Inhabergeführte Buchhandlungen haben es auf dem heutigen Markt nicht leicht. Die Buchhandlung Ulbrich besteht seit 44 Jahren als Familienbetrieb, seit 21 Jahren am Karl-Lederer-Platz. Sarah Ulbrich und ihre Mutter Silvia Ulbrich sind sich einig: "Dass etwas gemacht werden muss am Karl-Lederer-Platz, ist klar, aber in dem Maß finden wir es eine Nummer zu groß." Der sogenannte "Turm" sei zu groß, zu hoch und rage zu weit in den Platz hinein, der dadurch viel zu klein werde. "Wir haben den Eindruck, dass es scheibchenweise immer mehr wurde; auch das Ausmaß der Baustelle wurde immer größer und die Bauzeit immer länger." Sarah Ulbrich sagt, sie habe am ersten Workshop zur Umgestaltung des Platzes teilgenommen: "Aber letztlich ist die Planung jetzt so, wie der Bauherr es will." Es werde dadurch auch nur ein großes neues Geschäft - der Vollsortimenter - geschaffen und nicht, wie es immer heiße, viele tolle kleine Läden. Die Ulbrichs kommen mit ihrem Buchhandel trotz der massiven Konkurrenz des Internets gut über die Runden: "Wenn es so bliebe, könnten wir entspannt in die Zukunft sehen." Doch sie fürchten die jahrelange Baustelle. "Wenn die Straße ein Jahr lang gesperrt wäre - dann kommt keiner mehr." Stadträten und dem Bürgermeister hätten sie ihre Ängste schon geschildert. Ob das Baustellenmanagement ihnen helfen kann? "Keine Ahnung." Parkplätze seien jedenfalls ein wichtiges Thema: "Es kommen hier viele Wolfratshauser her, weil sie hier parken können." Ob sie glauben, dass an dem Vorhaben noch etwas zu ändern ist? "Nein, uns bleibt nur, auszuharren und abzuwarten."

Die Managerin der Baustelle

Um die Belastungen der Anwohner und des Handels so gering wie möglich zu halten, wenn im Mai die Arbeiten beginnen, haben Stadt und Investoren ein Baustellenmanagement eingerichtet: Zwölf Beteiligte und Fachleute vom Bauamt bis zur Polizei - auch Anwohner- und Handelsvertreter sind dabei - treffen sich alle 14 Tage, um sich abzustimmen.

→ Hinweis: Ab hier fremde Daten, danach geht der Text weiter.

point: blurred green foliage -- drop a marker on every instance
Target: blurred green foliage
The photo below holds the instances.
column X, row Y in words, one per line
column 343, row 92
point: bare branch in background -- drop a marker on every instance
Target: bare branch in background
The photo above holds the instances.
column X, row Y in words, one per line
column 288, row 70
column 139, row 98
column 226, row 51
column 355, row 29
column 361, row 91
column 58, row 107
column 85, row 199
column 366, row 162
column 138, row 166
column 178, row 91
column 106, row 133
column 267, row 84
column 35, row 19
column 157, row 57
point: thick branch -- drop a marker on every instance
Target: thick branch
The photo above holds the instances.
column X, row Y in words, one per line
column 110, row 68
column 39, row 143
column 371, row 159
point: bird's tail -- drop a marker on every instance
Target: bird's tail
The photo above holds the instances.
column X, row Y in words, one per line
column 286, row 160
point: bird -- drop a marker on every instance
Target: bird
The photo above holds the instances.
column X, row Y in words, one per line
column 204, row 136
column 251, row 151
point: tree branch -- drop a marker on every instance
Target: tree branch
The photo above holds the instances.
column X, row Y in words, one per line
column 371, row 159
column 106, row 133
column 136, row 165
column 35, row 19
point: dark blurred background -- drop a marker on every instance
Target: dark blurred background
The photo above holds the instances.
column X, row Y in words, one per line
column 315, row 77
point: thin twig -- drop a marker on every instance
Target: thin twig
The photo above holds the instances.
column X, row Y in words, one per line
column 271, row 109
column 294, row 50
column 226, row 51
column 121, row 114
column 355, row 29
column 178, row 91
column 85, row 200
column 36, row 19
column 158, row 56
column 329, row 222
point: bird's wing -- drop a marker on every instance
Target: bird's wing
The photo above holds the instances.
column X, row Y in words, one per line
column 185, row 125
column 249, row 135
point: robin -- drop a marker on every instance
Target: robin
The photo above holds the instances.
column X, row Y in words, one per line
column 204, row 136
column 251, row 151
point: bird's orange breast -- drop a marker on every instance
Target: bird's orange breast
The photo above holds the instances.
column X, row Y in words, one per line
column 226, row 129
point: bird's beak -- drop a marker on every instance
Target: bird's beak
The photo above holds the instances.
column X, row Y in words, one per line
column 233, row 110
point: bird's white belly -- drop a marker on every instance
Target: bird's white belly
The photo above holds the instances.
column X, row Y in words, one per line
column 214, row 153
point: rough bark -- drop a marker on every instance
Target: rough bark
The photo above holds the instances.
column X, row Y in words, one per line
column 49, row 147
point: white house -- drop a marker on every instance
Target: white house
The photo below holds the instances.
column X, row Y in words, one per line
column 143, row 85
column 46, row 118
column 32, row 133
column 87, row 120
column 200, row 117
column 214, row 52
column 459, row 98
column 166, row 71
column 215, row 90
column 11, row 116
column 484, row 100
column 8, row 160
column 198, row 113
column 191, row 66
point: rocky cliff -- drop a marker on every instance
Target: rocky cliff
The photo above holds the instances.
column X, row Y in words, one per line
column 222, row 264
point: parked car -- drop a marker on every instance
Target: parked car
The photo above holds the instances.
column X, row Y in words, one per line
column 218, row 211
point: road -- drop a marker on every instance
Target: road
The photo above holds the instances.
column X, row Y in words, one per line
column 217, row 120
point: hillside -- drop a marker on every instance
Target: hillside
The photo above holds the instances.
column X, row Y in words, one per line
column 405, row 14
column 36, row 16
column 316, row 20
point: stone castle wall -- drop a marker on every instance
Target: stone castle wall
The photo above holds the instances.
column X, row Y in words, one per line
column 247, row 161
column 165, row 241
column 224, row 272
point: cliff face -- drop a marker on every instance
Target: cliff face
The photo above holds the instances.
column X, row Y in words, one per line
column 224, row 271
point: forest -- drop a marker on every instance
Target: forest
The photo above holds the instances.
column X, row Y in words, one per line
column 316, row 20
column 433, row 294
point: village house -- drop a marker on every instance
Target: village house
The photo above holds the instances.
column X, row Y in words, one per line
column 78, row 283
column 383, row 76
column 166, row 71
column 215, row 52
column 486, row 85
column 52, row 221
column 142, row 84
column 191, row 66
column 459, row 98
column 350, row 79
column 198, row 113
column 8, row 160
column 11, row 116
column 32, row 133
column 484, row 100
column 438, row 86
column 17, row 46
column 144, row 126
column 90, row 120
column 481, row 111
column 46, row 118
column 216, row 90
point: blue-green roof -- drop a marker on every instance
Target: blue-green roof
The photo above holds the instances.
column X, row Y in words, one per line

Sprecherin Annette Hilpert, Wirtschaftsförderin der Stadt, erklärt, Baustellenmanagement sei ein wichtiges, andernorts erprobtes Instrument. Es gehe um die zeitliche Koordination der Baumaßnahmen, um die Verkehrs- und Wegeführung, Ersatz-Parkplätze, öffentliche Informationen, aber auch um Aktionen, die den Handel während der vermutlich dreijährigen Phase der "richtig aktiven Baustelle" unterstützen. Hilpert, die auch fürs Stadtmarketing verantwortlich ist, nennt dazu einige Möglichkeiten: Tage der offenen Baustelle, Rabattaktionen, verkaufsoffene Sonntage. "Es ist ein großes Anliegen der Stadt, dass die Geschäfte erreichbar bleiben", sagt sie. Auch da gebe es "nette, kreative Ideen", etwa rote Teppiche, die zu den Läden gelegt werden, oder Baustege. Über das ganze Vorhaben am und um den Karl-Lederer-Platz sagt Hilpert: "Das ist schon eine große Nummer."